I senatori avranno il potere d’inchiesta e sulle politiche pubbliche con impatto sui territori, mentre nel processo ordinario saranno praticamente inutili: potranno esaminare le leggi approvate a Montecitorio entro 15 giorni e fare delle modifiche, ma la parola finale spetterà comunque alla Camera.

Al Senato tornerebbe anche il dopo-lavoro per i consiglieri regionali: ai 200 senatori si aggiungono 21 consiglieri eletti dalle assemblee locali che dovrebbero fare la spola tra Rome e i capoluoghi. Ma ancora una volta il loro mandato sarebbe legato a quello dei consigli regionali (creando molta confusione).

Il presidente del Consiglio poi sarà rafforzato: avrà il potere di proporre al capo dello Stato la revoca di un ministro, ci vorrà la maggioranza assoluta per la sfiducia e viene introdotto il meccanismo della sfiducia costruttiva come in Germania indicando nella mozione chi dovrebbe guidare il prossimo governo.

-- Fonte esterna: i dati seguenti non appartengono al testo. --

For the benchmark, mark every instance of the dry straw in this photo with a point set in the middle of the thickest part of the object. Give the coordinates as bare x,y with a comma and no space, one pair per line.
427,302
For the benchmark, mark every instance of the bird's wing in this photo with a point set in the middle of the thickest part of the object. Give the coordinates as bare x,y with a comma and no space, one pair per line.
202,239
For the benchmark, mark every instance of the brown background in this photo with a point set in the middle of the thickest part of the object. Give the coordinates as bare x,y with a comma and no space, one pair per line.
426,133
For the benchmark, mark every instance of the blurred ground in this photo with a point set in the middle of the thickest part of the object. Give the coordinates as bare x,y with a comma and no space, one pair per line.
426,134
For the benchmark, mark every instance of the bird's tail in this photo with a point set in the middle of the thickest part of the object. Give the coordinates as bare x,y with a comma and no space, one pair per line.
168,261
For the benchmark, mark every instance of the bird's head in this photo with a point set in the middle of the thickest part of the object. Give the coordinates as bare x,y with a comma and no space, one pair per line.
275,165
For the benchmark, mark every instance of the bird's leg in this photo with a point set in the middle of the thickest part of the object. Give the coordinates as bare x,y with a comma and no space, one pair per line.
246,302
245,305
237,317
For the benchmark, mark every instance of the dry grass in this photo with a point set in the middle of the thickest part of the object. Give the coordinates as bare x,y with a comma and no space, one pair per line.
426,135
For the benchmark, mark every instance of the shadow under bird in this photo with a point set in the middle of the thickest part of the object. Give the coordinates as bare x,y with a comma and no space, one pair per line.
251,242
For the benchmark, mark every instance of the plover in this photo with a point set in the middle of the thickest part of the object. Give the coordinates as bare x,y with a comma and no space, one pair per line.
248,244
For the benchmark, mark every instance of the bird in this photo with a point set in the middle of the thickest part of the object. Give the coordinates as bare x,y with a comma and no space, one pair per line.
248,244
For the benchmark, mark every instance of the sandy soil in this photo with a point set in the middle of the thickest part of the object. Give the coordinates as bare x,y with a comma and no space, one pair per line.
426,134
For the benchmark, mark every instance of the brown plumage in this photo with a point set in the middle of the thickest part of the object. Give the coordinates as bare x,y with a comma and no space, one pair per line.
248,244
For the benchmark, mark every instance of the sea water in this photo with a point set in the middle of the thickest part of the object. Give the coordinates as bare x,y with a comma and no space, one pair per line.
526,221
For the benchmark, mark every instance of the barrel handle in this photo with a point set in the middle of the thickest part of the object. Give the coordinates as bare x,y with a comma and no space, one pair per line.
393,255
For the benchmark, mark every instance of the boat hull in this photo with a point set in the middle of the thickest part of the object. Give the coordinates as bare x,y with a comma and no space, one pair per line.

Problema: questa modifica rischia di esautorare i poteri del Capo dello Stato di nomina del premier visto che nella forma di governo italiana, rispetto a quella tedesca, il presidente non ha solo un potere formale ma sostanziale.

La proposta non piace al M5S: “No alle riforme monstre e agli annunci di parte” dice il capogruppo alla Camera Davide Crippa e lo scontro continua anche sulla legge elettorale.

Zingaretti ha detto che la soglia del 5% “non è in discussione” facendo arrabbiare LeU e che alle preferenze preferisce i “collegi uninominali sul modello delle province” incontrando l’ostilità di Italia Viva: “Sì alle preferenze, no al Provincellum” dice Maria Elena Boschi.

Risultato: per il primo voto si dovrà aspettare il 2021.